Nevertheless, being good at his job, he cajoled his reluctant charge and master onto the plane. The Tres Amigos were ready. After a pleasant evening of baseball and bourbon, they were going out to Central City to do a press conference. Flying over the horse fields, even Plunkett felt a sense of satisfaction. Take-off was smooth.  Once he had only dreamed of flying all across the Commonwealth from his Lexington home. Now, that dream was a reality. Here he was, up and flying, while lesser folks slept below him or blearily stumbled home from nights of debauchery he tried to convince himself held no appeal for him any longer. He fell asleep almost as soon as the plane reached its cruising altitude.

When Plunkett was awoken about forty minutes later, the fields and trees below were illuminated by a warm and delicate morning glow. For a moment, he felt the optimism of a new day, but then everything shuddered and a loud buzz filled the plane, which picked up speed. “Buckle up!” called the pilot, his voice tense and hard. 

“S____ ” muttered the adjutant. Plunkett looked up in alarm and the men met each other’s eyes. The usual curated expressions were wiped from their faces by the exigency of the situation. It gave Plunkett pause to see the man’s expression, eyes wide with a terror he could feel reflected on his own face. The adjutant was never alarmed. Things must be bad. 

There was a rumble. “Duck” someone yelled. As if that would help. “Impact in 6” said the pilot “prepare to brace” he added mechanically, certain that the angle was too steep for it to make any difference. 
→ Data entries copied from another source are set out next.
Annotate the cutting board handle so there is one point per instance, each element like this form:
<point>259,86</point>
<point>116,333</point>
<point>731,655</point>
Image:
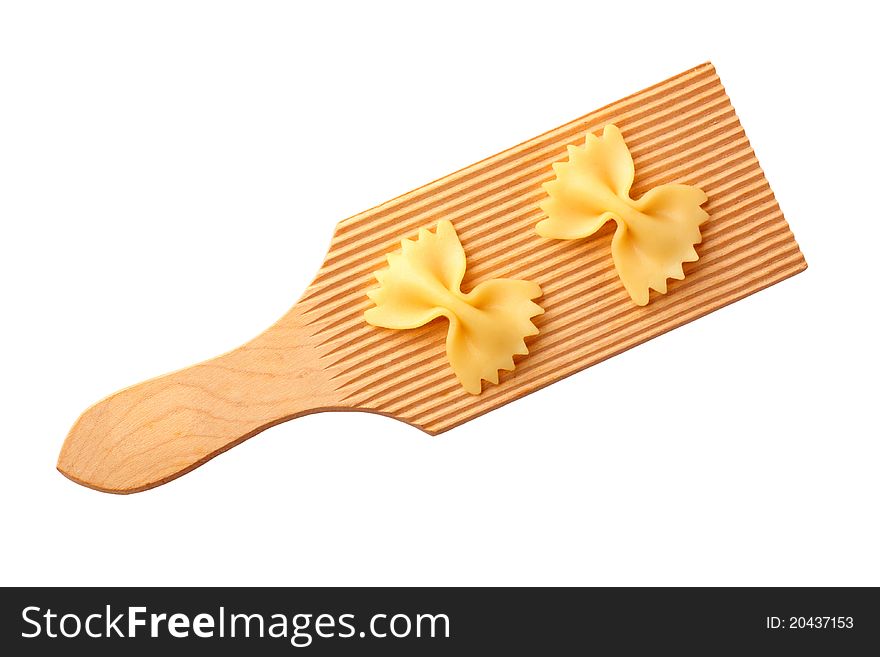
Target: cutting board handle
<point>150,433</point>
Plunkett sat bolt upright, as he realized that none of the pilot’s adjustments were doing any good. They were going into the ground. He might be a pathetic gaming secretary and a weak man who would never achieve his dreams, but he would not duck like a coward. He looked out of the window at the cornfields and his eyes fixed on the green leaves on the corn stalks, bending in the breeze and reflecting the morning sun. Despite the icy sweat running down his back, he noticed that his skin felt uncomfortably hot, numb, tingly.

It was the last conscious thought of his life.